Implementing evidence-based programs in Mahoning-Youngstown
YOUNGSTOWN
Local public-health leaders returned from the Ohio Infant Mortality Summit late last year encouraged that progress can be made here and across the state to improve birth outcomes that are among the worst in the nation.
But the task is daunting, said Erin Bishop and Patricia Sweeney, commissioners of the Youngstown and Mahoning County health departments, respectively, both of whom attended the summit.
According to the National Center for Health Statistics, as of 2012, the latest statistics available, Ohio had the worst infant-mortality rate for black babies who die before age 1 of any state in the nation; and the state’s ranking for all births was 48th among the 50 states.
In 2012, 1,047 Ohio babies died before their first birthday, prompting Bishop to say that Ohio’s numbers are “similar to those of a Third World country.”
Some 1,700 to 1,800 health-care personnel from around the state, including several from Youngstown City and Mahoning County, attended the Infant Mortality Summit last month in Columbus, the theme of which was “Step Up to Catch Up.”
The Youngstown-Mahoning County area is one of nine major urban areas in the state in which the infant-mortality rate is the worst.
In Mahoning County, the disparity between the black and white infant-mortality rate was wider than the rest of the state in 2012.
The white mortality rate was 6 per 1,000 births compared with 23.6 per 1,000 black births in Mahoning County, where the overall mortality rate was 10.8 per 1,000 births.
Bishop and Sweeney are co-chairwomen of the Mahoning-Youngstown Birth Outcome Equity Team, which is identifying and prioritizing ways in which to reduce the disparity between white and black infant-mortality rates and improve the overall infant-mortality rate.
“I feel confident we are getting it done,” said Bishop, who is a member of the Ohio Institute for Equity in Birth Outcomes Leadership Team which represents the nine Ohio Equity Institute Teams.
The Mahoning-Youngstown Birth Outcome Equity Team consists of public- and medical-health officials, community leaders, representatives of Women Infant and Children and Mahoning County Family and Children First Council and other groups and individuals.
Among the topics discussed at the summit were peer support groups for mothers, birth spacing and the use of progesterone, which gives mothers who previously have had pre-term babies a better chance of carrying the next child full-term.
Pre-term babies have low birth weight and are not fully developed, which can lead to poor, and sometimes long-term, health outcomes, Sweeney said.
When the time between having a baby is 18 months or greater, the health outcomes are better, she said.
The root problem is not access to health care after a baby is born, they said.
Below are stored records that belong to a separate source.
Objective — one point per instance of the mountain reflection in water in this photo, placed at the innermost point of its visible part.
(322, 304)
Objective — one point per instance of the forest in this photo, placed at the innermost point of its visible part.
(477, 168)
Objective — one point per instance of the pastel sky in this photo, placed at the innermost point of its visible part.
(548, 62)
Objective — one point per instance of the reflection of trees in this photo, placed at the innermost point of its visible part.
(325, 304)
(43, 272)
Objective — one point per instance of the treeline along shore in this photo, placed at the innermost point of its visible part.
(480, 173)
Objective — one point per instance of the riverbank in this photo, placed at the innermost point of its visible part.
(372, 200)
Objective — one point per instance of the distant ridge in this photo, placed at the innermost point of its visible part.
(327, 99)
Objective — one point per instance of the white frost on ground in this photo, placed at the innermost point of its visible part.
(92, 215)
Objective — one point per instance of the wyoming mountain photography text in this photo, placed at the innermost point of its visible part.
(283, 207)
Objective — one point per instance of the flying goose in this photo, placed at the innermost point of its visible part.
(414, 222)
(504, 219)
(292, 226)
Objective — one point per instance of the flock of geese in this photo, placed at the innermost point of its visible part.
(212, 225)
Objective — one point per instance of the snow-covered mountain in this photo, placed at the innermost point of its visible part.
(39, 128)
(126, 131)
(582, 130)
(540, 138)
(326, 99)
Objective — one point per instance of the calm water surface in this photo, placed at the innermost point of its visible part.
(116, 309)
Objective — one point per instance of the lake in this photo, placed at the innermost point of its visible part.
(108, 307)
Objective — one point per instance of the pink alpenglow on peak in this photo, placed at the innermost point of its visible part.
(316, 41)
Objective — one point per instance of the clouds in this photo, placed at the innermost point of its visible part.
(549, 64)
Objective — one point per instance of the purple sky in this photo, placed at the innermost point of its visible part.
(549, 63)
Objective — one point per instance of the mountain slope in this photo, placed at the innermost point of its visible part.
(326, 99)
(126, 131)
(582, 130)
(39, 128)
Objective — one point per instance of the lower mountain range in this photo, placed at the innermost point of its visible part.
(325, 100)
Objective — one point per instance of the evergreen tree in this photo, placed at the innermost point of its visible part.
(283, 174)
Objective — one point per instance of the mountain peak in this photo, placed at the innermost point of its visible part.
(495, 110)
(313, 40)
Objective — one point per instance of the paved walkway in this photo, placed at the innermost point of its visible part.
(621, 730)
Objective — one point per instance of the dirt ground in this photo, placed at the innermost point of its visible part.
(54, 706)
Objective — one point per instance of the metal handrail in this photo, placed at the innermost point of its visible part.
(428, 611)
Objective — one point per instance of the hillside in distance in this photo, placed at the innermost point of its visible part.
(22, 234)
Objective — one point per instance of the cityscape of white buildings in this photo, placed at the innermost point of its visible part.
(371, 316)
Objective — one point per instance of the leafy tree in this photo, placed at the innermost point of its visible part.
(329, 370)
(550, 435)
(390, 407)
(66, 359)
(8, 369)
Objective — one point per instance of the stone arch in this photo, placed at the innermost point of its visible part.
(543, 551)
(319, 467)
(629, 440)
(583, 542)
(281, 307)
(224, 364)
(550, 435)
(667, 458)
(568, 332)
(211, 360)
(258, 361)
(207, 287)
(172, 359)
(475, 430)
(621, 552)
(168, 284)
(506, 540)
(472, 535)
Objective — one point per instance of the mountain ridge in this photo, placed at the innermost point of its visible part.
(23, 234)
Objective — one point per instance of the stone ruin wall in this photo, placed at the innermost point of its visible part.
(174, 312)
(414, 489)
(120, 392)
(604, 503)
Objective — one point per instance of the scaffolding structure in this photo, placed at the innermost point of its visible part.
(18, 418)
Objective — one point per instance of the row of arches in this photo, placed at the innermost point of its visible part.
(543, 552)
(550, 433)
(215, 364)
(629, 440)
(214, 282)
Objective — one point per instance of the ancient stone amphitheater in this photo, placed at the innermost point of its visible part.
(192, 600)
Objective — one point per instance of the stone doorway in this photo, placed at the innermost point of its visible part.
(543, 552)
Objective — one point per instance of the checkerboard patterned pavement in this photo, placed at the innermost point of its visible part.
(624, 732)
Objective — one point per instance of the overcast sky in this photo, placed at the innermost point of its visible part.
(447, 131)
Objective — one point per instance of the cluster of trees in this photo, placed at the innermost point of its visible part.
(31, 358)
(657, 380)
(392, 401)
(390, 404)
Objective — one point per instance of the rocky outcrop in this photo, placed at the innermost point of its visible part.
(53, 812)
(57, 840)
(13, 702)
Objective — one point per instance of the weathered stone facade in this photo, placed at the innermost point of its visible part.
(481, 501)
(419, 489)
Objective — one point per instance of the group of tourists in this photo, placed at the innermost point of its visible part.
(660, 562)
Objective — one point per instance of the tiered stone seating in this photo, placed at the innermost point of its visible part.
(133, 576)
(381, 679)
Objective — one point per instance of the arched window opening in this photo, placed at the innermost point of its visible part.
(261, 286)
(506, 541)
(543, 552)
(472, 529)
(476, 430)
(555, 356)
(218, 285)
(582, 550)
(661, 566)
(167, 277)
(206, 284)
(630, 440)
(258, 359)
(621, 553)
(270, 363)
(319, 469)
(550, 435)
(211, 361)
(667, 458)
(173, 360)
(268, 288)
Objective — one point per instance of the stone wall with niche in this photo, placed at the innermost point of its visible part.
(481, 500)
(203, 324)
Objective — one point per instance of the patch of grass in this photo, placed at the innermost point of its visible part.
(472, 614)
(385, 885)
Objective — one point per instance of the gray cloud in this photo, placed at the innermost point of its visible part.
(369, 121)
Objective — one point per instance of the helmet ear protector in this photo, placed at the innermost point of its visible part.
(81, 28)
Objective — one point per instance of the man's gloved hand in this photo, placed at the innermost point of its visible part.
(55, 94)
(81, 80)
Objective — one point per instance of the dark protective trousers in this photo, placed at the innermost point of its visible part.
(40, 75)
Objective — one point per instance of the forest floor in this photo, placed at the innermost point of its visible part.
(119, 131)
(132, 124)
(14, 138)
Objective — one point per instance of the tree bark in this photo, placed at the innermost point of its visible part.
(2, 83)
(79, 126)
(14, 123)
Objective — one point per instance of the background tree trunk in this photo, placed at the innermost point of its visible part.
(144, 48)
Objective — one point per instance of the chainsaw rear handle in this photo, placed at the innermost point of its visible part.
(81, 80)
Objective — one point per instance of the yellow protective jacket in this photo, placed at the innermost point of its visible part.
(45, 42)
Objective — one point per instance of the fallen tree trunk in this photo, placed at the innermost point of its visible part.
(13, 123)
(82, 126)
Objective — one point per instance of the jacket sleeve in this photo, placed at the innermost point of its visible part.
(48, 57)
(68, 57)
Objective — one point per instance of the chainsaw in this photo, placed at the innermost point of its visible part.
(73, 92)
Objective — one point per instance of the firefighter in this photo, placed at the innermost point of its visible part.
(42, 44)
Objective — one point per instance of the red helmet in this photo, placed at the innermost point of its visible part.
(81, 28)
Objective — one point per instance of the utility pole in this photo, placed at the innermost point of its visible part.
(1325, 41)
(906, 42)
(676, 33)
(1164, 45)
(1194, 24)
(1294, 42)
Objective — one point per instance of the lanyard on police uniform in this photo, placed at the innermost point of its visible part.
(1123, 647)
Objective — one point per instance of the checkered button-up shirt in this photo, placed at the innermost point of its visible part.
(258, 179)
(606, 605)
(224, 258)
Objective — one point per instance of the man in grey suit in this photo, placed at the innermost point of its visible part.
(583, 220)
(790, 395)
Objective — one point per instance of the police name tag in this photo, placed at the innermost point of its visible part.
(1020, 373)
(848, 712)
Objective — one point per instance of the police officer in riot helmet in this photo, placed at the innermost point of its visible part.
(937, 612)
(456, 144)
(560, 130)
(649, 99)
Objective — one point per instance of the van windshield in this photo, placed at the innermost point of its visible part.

It is the poor health of mothers coming into the pregnancy caused by the social determinants that lead to poor health, Sweeney said.
Those determinants include education, which could lead to a better job and less poverty; access to healthy food; a safe environment; behavior such as the use of alcohol, tobacco and illegal drugs; and obesity, which can lead to diabetes and high blood pressure, she said.
“It’s not just about infant mortality. We have to factor improving health into everything we do from better education to having safe neighborhoods that encourage exercise,” Sweeney said. “But that is not happening because of the inequities of social determinants of health.”
“I am confident we are making progress,” Bishop said. “We are getting programs that are evidence-based and have worked elsewhere. I think we can do it. ... We have to do it.”